With the cancer prognosis  becoming more gloomy, Jen never asked, “Why me?”  That would have been a waste of her energy.  Instead she was determined to use her time left in a positive way, living life to its FULLEST and inspiring others to seize the day.

One of the best examples of Jen’s courage was just days before her passing. More than a thousand cancer survivors were scheduled to hear Jennifer’s keynote address in Long Island. Her medical condition was grave.  Her legs were swollen to more than twice their normal size and dotted with huge oozing blisters.  Her stomach made her appear in the last stages of a pregnancy, but this condition was caused by uncontrollably growing tumors.  Horrible pain, partially managed by drugs, Jen was slow-moving, quiet, and realizing that the sedative nature of the drugs was threatening her concentration and articulation.  Walking and climbing stairs was very labored. SHE WOULD NOT CANCEL THIS ENGAGEMENT! Somehow, she stood for over” 20 minutes, and spoke only as she could.  From the car driving her home, she phoned and shared her pride with the standing ovation and described her motivational speech as good, but “not my A game.” Jen died 6 days later.

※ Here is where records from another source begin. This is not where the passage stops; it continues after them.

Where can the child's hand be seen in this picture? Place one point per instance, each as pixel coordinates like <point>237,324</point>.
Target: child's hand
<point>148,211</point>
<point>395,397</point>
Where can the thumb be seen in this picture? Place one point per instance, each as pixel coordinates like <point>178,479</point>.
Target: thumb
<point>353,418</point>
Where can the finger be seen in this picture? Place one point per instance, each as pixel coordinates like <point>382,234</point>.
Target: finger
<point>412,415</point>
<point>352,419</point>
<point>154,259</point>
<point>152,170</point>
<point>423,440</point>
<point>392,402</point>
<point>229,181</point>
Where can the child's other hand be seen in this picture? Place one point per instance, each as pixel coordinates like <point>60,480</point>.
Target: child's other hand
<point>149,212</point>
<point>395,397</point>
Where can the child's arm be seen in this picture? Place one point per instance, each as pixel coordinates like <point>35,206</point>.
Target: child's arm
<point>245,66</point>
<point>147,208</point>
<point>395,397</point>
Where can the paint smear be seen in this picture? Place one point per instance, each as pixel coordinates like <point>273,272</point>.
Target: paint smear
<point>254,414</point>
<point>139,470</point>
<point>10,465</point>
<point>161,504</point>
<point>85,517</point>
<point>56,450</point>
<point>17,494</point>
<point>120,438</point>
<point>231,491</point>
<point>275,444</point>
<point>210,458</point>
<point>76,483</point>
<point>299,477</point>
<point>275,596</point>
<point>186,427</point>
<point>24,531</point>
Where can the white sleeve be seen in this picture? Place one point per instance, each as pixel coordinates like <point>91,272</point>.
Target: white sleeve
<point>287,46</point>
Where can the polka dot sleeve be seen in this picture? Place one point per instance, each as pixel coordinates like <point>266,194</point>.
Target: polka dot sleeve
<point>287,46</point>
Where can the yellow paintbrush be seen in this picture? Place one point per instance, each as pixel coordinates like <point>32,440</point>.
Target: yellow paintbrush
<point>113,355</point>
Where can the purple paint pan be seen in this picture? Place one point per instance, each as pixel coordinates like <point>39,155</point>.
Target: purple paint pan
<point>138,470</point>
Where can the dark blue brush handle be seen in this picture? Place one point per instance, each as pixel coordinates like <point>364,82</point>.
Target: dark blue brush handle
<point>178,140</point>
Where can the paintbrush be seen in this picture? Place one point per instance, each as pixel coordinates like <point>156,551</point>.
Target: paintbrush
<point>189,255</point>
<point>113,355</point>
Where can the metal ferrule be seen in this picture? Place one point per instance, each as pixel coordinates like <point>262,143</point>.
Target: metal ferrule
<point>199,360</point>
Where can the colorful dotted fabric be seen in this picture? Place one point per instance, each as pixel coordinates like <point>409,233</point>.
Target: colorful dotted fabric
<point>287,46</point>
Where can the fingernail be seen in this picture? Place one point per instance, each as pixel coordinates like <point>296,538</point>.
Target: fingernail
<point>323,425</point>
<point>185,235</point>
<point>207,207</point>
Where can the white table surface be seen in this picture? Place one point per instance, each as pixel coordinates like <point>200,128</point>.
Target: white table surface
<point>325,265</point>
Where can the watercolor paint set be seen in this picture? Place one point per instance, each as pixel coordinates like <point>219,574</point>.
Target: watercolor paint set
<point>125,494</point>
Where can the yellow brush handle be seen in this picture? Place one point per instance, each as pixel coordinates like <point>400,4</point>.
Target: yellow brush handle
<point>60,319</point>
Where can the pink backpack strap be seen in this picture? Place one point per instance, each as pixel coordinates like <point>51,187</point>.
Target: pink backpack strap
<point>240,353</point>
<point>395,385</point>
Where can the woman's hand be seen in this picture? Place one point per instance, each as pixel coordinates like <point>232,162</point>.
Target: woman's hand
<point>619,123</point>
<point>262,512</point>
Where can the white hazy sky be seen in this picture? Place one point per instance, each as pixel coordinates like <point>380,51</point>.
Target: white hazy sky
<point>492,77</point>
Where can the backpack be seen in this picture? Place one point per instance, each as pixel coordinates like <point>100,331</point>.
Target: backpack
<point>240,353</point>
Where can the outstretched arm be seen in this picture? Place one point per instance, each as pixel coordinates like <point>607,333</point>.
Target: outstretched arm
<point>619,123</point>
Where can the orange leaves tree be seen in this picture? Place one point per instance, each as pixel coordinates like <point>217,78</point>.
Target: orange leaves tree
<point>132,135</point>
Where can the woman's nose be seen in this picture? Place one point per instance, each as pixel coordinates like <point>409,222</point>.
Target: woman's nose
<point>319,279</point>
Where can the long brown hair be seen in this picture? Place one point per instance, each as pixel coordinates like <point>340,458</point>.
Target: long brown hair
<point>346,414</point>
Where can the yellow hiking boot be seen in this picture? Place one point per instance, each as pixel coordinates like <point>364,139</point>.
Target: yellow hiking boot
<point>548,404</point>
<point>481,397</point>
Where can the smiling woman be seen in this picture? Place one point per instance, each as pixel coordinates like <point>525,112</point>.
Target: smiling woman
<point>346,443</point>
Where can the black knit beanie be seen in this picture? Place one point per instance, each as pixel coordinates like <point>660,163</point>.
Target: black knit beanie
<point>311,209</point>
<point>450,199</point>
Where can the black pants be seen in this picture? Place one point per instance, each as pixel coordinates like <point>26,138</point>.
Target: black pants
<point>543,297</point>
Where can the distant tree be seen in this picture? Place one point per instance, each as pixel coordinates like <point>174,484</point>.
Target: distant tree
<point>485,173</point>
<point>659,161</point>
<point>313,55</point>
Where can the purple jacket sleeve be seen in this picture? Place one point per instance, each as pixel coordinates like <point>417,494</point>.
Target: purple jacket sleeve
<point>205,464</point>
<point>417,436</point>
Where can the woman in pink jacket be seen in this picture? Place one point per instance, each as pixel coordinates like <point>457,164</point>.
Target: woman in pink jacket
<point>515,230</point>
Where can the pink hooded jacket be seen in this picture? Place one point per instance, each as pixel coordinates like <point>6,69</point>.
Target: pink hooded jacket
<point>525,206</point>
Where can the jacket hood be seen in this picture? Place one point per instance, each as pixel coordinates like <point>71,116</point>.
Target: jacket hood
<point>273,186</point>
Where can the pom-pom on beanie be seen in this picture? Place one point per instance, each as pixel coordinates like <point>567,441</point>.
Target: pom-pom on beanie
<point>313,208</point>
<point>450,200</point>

It is now up to all of us who were somehow touched by Jennifer to continue her mission.   We can best honor her memory by continuing to build her “baby,” her legacy, Cycle for Survival.   We urge you to initiate teams, spread the word, proactively become involved. Raise money so that the roots to this insidious disease are untangled and eradicated.

Jennifer was raised in the small town of Livingston, New Jersey.  On February 11, 2012, her hometown is coming together and embracing her legacy, Cycle for Survival.  This day of memory will be a great celebration of our daughter’s life.  The satellite event has the support of the schools, the merchants, the police, the fire department, the politicians, and numerous organizations and clubs….cycling on over 100 spin bikes and supporting cancer lab research for Memorial Sloan-Kettering Cancer Center.  Sydney Becker, a 13 year old Livingston sarcoma survivor who was touched by Jen,  will lead the teen spin.

One of Jen’s friends sent us a note, “Steve Jobs gave the world the IPAD. Jennifer Goodman Linn has given the world hope.”  There is no greater epithet.

Jennifer Goodman Linn brought a light to our lives every single day. We fondly recall those 7 words that religiously began every one of her voice mails for years and years: “ Hey! It’s me. Hope you’re doing well.” Our extended family associate her name with frolic, her love for dancing, Barbi dolls, the gym, a contagious giggle, that incredible toothy smile; clothes and more clothes,  laughter, BIG IDEAS, a work-ethic like none other, Duke basketball games,  sunflowers; Gerber daisies; presents, the beach, jam-packed fun weekends, HER SKILLIONS OF FRIENDS,  the July 4th egg toss games,  brownie sundaes oozing with hot fudge, and her rock and treasure, David.   While cancer robbed us of her physically, it has not taken her spirit, her memory, her legacy…which will live on forever.  Love you, Jen.

We wish we could reach out personally to the hundreds and hundreds of people who have sent us warm, beautiful messages of condolence.   Hopefully, if you see us, you will step up and introduce yourself.   For now, from deep down in our hearts, a sincere … Thank You!